Gluten-free breads require much higher hydration ratios, typically with a ration of more than 100%. These are very loose doughs and kneading many gluten-free doughs is more akin to folding the dough over and over with a spatula. The presence of more liquid in gluten-free breads also means that baking times are typically longer…
Typical wheat flour for bread baking is almost 13% protein. Very few gluten-free flours contain that much protein, and those that do would typically be used in a mixture of two or more flours. During the baking process, proteins, whether they come from the flour or added protein sources like eggs, milk, nuts, and seeds, thicken the dough or batter and add structure. There are many reasons why gluten-free baked goods rise beautifully and then fall, but chief among them is inadequate protein. As the dough begins to heat up and bake, there has to be sufficient proteins to set and form the walls, otherwise the dough will flatten or not create a resilient enough structure to hold in the gasses.
Pure starches get a bad rap when it comes to gluten-free baking, yet they are probably the least understood component of gluten-free baked goods.

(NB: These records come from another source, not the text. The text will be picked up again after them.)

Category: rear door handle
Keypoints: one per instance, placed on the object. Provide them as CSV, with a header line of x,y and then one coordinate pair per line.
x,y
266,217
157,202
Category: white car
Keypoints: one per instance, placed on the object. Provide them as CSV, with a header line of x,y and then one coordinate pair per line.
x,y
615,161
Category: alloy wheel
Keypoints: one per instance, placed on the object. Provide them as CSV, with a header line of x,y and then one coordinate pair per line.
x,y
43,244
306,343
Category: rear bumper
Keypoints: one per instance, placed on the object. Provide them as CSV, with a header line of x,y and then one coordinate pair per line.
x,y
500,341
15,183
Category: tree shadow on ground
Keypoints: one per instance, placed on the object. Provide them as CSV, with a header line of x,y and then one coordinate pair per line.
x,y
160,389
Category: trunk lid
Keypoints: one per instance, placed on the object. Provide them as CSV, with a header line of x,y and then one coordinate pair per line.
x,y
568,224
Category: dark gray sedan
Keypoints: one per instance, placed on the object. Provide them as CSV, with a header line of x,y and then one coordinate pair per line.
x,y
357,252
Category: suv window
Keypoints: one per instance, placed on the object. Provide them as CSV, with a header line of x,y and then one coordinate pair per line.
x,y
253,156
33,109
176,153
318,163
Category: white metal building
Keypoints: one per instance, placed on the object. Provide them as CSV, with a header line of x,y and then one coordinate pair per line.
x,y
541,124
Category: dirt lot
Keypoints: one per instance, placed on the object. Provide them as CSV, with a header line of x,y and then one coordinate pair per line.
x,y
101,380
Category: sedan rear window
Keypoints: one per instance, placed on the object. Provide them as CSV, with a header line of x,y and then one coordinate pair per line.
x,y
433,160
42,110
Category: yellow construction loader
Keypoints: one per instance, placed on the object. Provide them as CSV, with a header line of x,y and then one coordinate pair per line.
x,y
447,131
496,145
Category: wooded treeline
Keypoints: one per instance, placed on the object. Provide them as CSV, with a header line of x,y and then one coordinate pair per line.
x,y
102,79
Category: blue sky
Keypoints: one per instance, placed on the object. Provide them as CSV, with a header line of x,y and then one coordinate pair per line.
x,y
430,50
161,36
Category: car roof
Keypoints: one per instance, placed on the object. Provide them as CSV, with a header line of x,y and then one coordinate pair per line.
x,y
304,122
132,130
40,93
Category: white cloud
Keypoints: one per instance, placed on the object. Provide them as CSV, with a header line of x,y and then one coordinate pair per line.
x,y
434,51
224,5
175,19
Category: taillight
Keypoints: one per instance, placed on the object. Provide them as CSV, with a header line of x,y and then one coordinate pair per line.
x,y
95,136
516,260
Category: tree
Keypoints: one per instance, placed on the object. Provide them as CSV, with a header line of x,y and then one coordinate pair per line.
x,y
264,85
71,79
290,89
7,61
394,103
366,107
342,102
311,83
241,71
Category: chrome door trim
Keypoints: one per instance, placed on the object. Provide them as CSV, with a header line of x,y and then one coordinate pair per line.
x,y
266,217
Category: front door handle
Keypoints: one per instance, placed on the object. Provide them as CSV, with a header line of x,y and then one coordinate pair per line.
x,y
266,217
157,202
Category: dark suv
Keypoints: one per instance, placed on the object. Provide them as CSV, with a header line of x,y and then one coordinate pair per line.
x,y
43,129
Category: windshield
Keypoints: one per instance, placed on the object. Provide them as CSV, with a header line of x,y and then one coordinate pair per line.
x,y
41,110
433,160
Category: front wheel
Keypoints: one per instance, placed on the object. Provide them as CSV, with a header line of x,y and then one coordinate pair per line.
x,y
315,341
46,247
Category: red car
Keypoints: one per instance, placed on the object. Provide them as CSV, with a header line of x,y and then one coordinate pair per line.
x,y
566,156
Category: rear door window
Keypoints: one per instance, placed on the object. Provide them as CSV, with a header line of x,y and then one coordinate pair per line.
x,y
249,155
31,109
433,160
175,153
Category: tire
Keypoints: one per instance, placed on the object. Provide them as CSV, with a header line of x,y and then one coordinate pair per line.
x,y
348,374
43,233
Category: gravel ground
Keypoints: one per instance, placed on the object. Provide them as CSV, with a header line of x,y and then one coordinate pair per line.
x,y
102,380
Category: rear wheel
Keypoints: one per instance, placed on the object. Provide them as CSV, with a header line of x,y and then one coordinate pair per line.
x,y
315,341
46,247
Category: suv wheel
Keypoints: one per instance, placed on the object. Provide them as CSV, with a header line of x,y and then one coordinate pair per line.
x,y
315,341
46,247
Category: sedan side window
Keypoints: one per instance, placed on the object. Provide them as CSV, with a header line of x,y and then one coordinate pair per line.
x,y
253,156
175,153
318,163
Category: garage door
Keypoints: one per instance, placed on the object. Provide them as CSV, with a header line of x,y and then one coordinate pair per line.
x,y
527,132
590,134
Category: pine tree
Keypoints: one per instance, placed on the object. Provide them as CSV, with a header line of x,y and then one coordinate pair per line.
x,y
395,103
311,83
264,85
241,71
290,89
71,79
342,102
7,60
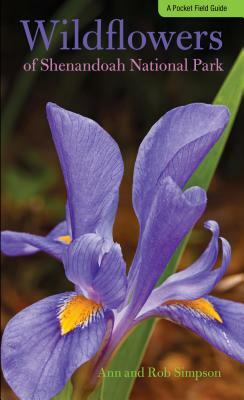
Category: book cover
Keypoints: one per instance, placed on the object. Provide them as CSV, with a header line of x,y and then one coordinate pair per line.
x,y
122,200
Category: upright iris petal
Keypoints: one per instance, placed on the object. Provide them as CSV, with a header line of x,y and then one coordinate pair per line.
x,y
173,213
45,343
174,147
92,168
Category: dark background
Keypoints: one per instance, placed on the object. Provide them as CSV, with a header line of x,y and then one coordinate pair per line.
x,y
126,105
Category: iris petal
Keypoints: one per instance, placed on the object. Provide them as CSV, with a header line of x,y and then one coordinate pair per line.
x,y
20,243
110,281
37,359
97,267
173,213
197,280
174,147
92,168
221,322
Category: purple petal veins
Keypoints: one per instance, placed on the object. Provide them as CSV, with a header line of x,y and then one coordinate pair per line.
x,y
45,343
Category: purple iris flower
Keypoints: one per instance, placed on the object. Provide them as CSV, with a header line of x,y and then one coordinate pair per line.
x,y
45,343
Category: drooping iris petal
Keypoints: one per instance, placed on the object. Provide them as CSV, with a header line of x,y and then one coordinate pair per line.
x,y
97,268
92,168
173,213
20,243
174,147
45,343
220,322
82,259
197,280
110,281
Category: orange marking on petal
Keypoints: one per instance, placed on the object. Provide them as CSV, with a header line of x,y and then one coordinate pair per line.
x,y
66,239
201,305
76,311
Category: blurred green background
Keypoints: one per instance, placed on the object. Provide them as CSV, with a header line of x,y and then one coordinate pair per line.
x,y
126,105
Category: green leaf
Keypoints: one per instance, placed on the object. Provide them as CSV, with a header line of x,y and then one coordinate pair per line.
x,y
130,354
66,393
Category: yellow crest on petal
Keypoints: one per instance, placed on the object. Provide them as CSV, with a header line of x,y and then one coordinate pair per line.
x,y
66,239
76,311
203,306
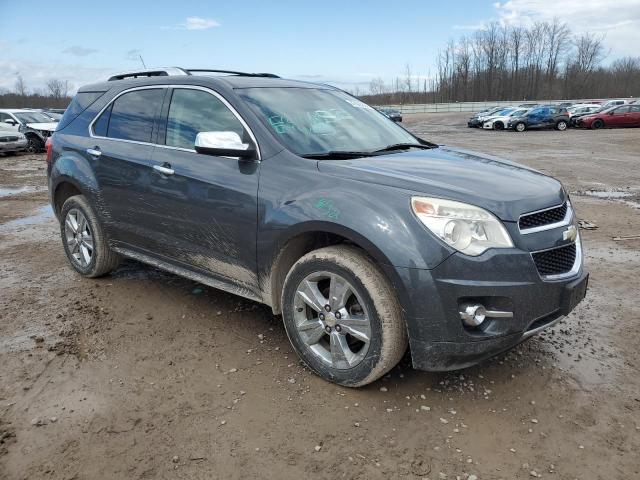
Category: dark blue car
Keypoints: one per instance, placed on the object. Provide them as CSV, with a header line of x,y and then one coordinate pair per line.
x,y
366,239
542,116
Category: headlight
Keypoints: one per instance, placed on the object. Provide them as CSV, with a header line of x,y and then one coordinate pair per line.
x,y
467,228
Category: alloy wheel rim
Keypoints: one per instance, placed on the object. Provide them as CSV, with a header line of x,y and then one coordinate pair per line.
x,y
331,320
79,237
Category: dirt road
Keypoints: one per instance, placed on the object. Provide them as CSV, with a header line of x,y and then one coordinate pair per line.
x,y
145,375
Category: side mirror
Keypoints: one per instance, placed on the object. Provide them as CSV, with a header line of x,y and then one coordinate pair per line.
x,y
224,144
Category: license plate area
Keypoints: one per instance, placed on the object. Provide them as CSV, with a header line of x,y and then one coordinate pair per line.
x,y
573,294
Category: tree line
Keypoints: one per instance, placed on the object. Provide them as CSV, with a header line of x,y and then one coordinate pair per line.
x,y
544,61
55,95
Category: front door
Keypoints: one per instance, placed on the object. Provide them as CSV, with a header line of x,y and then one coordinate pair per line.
x,y
206,206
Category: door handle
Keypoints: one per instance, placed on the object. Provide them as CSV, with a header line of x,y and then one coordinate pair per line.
x,y
94,152
163,170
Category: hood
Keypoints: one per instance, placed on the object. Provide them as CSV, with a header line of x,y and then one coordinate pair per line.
x,y
50,127
504,188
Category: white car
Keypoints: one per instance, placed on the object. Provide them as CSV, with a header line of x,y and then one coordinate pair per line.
x,y
501,119
36,126
11,141
582,108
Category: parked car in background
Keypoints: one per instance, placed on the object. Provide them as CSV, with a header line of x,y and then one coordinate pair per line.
x,y
367,239
501,119
391,113
36,126
477,120
619,116
542,116
613,103
11,141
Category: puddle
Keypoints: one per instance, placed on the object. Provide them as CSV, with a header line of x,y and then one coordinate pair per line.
x,y
620,195
13,191
40,215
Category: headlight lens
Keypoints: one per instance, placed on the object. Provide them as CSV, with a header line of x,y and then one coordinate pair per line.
x,y
467,228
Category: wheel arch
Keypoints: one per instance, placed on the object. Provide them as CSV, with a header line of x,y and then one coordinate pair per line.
x,y
304,239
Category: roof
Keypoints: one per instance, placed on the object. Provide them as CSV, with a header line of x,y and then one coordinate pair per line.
x,y
229,81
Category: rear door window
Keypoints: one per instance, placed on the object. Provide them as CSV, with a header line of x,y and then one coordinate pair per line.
x,y
133,115
194,111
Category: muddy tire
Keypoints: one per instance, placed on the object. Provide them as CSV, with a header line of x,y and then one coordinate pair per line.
x,y
83,239
342,316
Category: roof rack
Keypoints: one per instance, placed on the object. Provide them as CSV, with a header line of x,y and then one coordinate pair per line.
x,y
165,72
230,72
156,72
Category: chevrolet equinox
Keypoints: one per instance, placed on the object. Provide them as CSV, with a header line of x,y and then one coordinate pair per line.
x,y
367,239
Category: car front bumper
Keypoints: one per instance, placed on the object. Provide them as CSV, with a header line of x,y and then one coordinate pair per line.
x,y
15,146
500,280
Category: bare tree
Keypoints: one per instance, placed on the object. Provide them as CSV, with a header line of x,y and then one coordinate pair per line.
x,y
58,88
21,86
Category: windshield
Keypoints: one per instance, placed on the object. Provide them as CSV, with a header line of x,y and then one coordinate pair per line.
x,y
315,121
32,117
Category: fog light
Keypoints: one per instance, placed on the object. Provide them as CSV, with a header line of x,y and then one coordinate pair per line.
x,y
473,314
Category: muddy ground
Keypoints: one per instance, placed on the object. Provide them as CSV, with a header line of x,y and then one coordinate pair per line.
x,y
145,375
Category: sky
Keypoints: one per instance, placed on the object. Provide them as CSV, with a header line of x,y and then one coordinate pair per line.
x,y
346,43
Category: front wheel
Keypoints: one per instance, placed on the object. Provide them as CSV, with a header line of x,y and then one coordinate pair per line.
x,y
342,316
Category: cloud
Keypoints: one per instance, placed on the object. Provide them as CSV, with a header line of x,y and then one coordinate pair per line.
x,y
36,75
618,22
133,55
79,51
196,23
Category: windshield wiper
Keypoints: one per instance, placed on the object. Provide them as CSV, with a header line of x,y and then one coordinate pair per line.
x,y
336,154
402,146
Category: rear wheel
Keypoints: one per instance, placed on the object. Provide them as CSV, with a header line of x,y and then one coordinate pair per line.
x,y
342,316
84,241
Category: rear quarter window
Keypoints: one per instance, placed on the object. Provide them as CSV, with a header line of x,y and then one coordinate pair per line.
x,y
79,104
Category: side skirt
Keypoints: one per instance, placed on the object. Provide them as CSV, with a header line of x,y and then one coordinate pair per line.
x,y
186,273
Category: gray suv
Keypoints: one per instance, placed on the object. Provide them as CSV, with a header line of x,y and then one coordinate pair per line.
x,y
366,239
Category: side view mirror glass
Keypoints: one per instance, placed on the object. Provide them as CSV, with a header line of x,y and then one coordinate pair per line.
x,y
224,144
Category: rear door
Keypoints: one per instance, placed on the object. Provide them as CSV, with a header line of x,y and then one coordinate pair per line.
x,y
120,147
620,117
206,208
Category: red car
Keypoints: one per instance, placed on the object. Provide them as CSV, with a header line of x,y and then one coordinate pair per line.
x,y
618,116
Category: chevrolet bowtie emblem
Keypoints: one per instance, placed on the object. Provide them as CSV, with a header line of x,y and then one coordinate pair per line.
x,y
570,233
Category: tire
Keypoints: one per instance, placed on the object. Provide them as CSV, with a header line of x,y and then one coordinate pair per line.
x,y
371,310
34,144
89,262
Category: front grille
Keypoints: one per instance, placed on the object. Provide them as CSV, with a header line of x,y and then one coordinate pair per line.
x,y
545,217
556,261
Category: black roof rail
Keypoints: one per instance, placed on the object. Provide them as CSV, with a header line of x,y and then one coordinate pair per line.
x,y
156,72
230,72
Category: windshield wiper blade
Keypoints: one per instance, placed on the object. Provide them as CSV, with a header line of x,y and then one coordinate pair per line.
x,y
402,146
336,154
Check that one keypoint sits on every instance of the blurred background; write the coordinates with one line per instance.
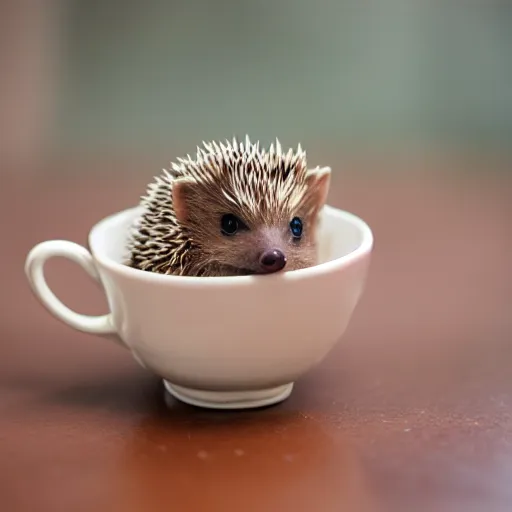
(139, 83)
(409, 102)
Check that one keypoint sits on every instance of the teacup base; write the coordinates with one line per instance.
(229, 399)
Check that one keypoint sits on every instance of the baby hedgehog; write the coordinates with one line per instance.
(233, 210)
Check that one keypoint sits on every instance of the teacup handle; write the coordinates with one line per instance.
(34, 270)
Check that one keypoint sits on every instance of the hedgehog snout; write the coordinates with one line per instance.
(272, 261)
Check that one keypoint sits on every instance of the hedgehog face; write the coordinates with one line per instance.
(253, 219)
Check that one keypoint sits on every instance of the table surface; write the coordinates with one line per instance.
(411, 411)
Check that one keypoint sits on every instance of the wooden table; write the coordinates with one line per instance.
(412, 411)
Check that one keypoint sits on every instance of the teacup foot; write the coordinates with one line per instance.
(229, 399)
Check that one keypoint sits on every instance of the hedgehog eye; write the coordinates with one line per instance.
(296, 227)
(229, 224)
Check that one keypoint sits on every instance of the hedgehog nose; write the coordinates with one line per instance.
(272, 261)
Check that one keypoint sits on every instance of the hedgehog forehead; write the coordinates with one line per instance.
(259, 185)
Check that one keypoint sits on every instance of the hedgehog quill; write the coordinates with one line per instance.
(234, 209)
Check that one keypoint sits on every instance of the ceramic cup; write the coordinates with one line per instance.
(218, 342)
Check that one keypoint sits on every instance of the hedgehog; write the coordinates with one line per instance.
(234, 209)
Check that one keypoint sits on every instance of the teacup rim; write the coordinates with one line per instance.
(327, 267)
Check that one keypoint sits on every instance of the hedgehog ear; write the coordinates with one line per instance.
(182, 190)
(318, 181)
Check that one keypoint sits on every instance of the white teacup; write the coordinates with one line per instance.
(220, 342)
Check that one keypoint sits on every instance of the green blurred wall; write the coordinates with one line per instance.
(150, 74)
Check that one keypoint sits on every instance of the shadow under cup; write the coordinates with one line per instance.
(222, 342)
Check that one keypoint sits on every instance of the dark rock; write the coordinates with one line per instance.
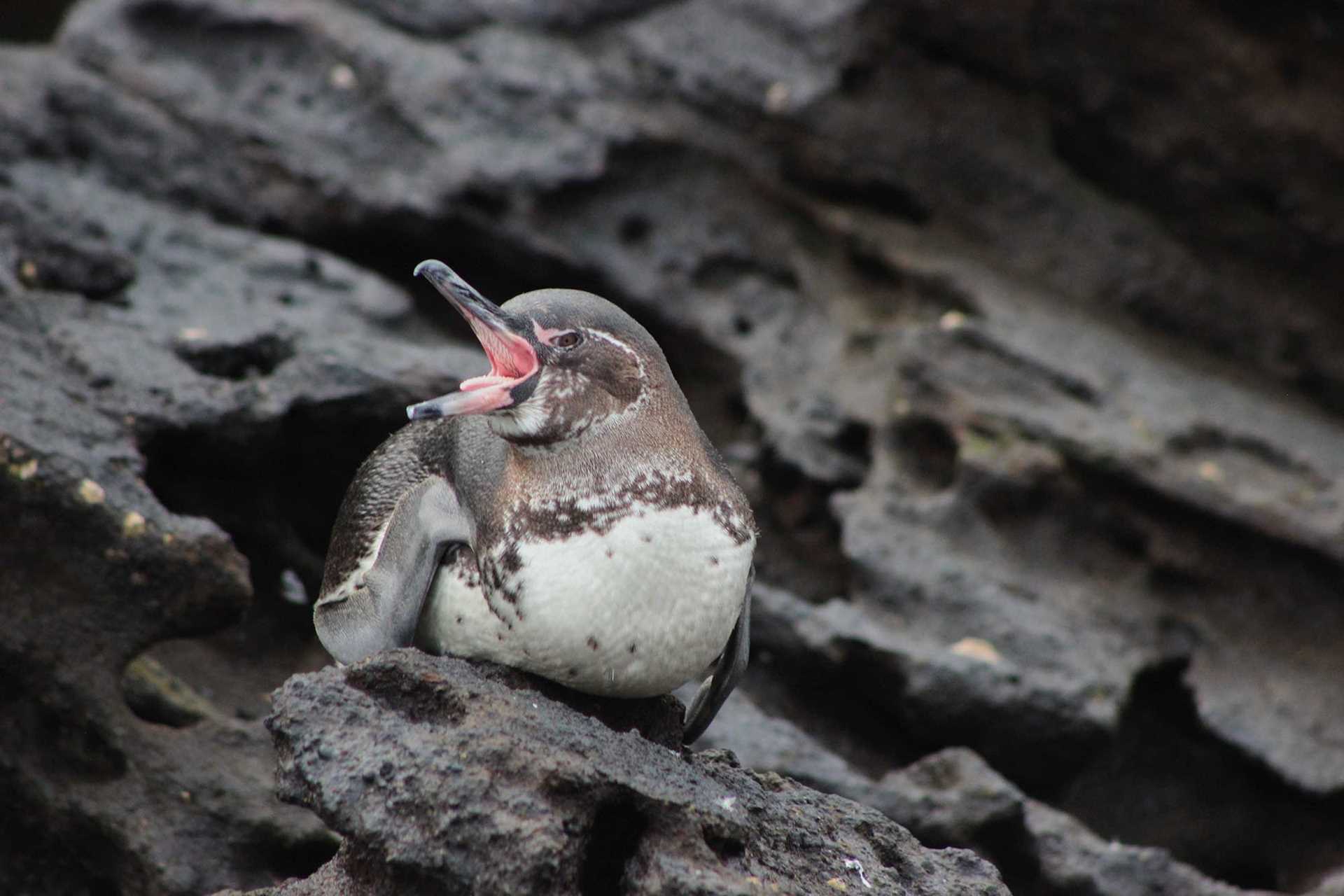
(106, 413)
(1018, 321)
(428, 764)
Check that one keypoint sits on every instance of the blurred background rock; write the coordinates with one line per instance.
(1019, 323)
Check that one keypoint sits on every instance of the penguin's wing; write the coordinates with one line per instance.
(732, 664)
(400, 514)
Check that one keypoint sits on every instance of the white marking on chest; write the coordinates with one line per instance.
(635, 612)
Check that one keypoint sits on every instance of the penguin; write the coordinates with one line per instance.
(562, 514)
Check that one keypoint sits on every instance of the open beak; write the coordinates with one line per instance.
(511, 355)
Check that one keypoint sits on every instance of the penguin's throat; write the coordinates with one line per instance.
(512, 359)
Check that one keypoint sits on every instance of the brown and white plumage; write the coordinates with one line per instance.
(562, 514)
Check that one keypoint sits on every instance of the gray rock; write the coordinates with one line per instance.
(429, 764)
(1019, 323)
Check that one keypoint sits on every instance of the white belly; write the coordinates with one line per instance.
(636, 612)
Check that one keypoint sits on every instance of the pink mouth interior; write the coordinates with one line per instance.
(512, 358)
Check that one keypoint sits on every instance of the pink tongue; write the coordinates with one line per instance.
(483, 382)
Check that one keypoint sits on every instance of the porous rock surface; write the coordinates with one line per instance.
(1018, 321)
(448, 778)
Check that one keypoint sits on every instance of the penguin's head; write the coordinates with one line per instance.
(564, 363)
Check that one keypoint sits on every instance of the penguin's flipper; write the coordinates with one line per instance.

Like protein, starches are essential to the structure of gluten-free baked goods. All traditional flours, whether from cereals or grains, are at least 70% starch, and starch is made of chains of sugar molecules. These chains may be either straight or branched, and the percentage of each type varies with the type of starch.
Pure starch is insoluble in cold water, and unless starch granules are broken down by heat, the shearing action of mixing, or enzymes (as in fermentation with yeast), they are dead weight in gluten-free dough. Starch becomes soluble in water when heated and forms an elastic gel as the starch granules absorb water and swell. It is this gel that can help build structure, contribute to the crumb, and aid in moisture retention.”
If you read these last two sections, your feedback is helpful. I found it really interesting and helped me have an approach I had confidence in. It gets into the chemistry and physics a little so it might be pretty boring to some people.